To make writing (and reading) configurations as simple as possible, they are expressed as rules operating on METS file groups (i.e. workspace-local). For convenience, the most common recipe pattern involving only 1 input and 1 output file group via some OCR-D CLI is available via static pattern rule, which merely takes the target-specific variables TOOL (the CLI executable) and optionally PARAMS (a JSON-formatted list of parameter assignments) or OPTIONS (a white-space separated list of parameter assignments). Custom rules are possible as well. If the makefile does not start with the overall target, it must specify its .DEFAULT_GOAL, so callers can run without knowledge of the target names.

Rules that are not configuration-specific (like the static pattern rule) are all shared by including a common Makefile at the end of configuration makefiles (which gets copied from workflow.mk at install time).

make always operates on the level of the workspace directory (i.e. only one at a time), where targets are fileGrps and the default goal is the maximum fileGrp.

For running entire collections of workspaces (possibly in parallel), recursive make has been abandoned in favour of the parallel-based bash script ocrd-make. Its command-line interface looks like make, but the targets are workspaces and the default goal is all (which recursively finds all workspaces).

GPU vs CPU parallelism

When executing workflows in parallel across workspaces (with --jobs) on multiple CPUs, it must be ensured that not too many OCR-D processors which use GPU resources are running concurrently (to prevent over-allocation of GPU memory). Thus, make needs to know:

  1. which processors (have/want to) use GPU resources, and
  2. how many such processors can run in parallel.

It can then synchronize these processors with a semaphore.

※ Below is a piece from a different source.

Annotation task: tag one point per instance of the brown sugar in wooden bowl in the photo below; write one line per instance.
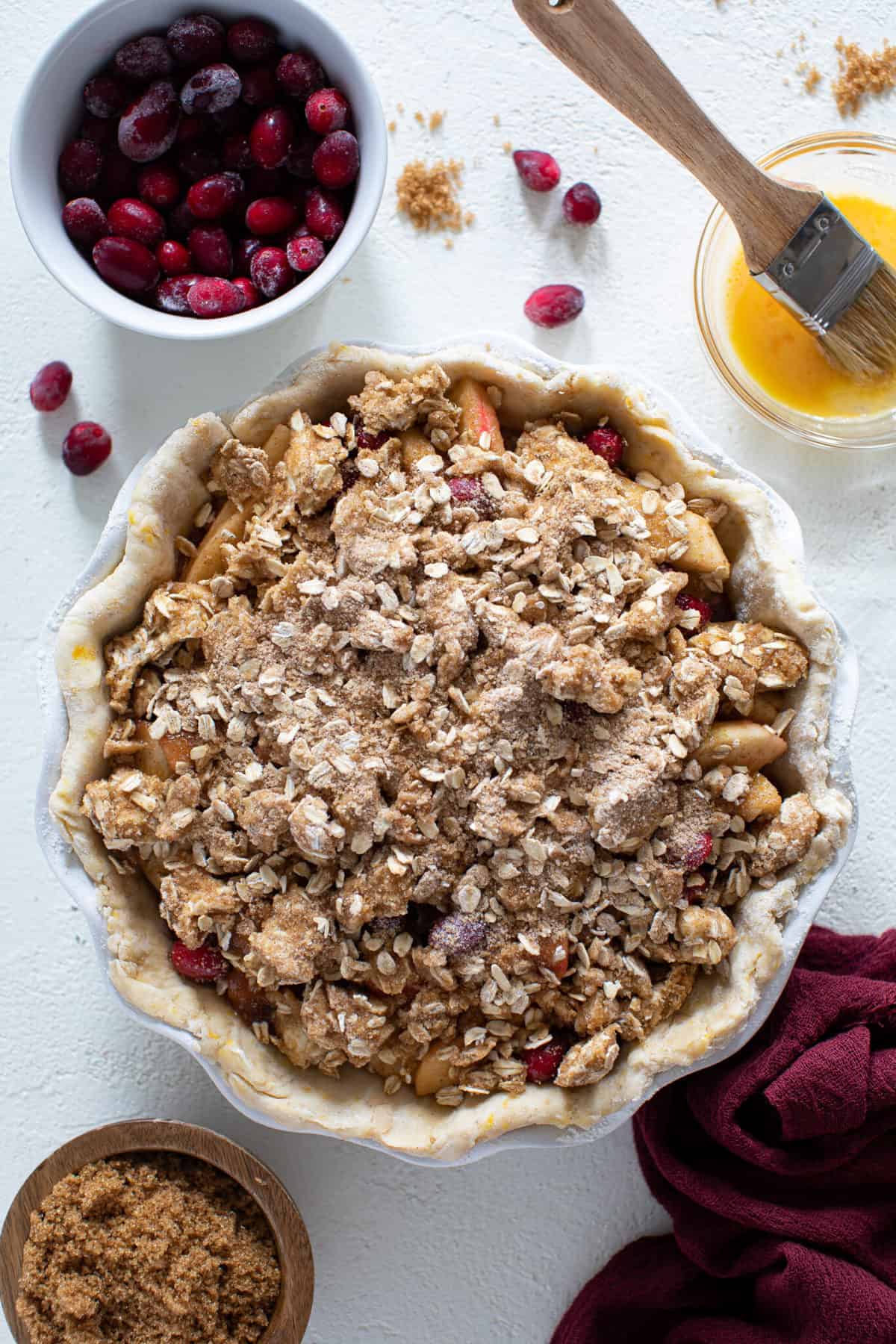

This is achieved by expanding the static pattern rule with a synchronisation mechanism (based on GNU parallel). Workflow configurations can use that by setting the target-specific variable GPU to a non-empty value for the respective rules. (Custom recipes will have to use sem --id OCR-D-GPUSEM.)

That way, races are prevented, but also GPUs cannot become the bottleneck: When all GPUs are busy, processors will fall back to CPU.

workspace vs page parallelism

When executing workflows in parallel across workspaces (with --jobs) on multiple CPUs, it must be ensured that OCR-D processors do not use local multiprocessing facilities themselves (to prevent over-allocation of CPUs).

In the current state of affairs, OCR-D processors cannot be run in parallel across pages via multiprocessing. (At least, they are never implemented that way.) That may change in the future with a new OCR-D API. But still, many processors do already use libraries like OpenMP or OpenBLAS which use multiprocessing locally within pages. This can be controlled via environment variables like OMP_THREAD_LIMIT.

This is achieved by exporting these variables to all recipes with a value of 1 when -j is used, or half the number of physical CPUs (unless NTHREADS is explicitly given) otherwise.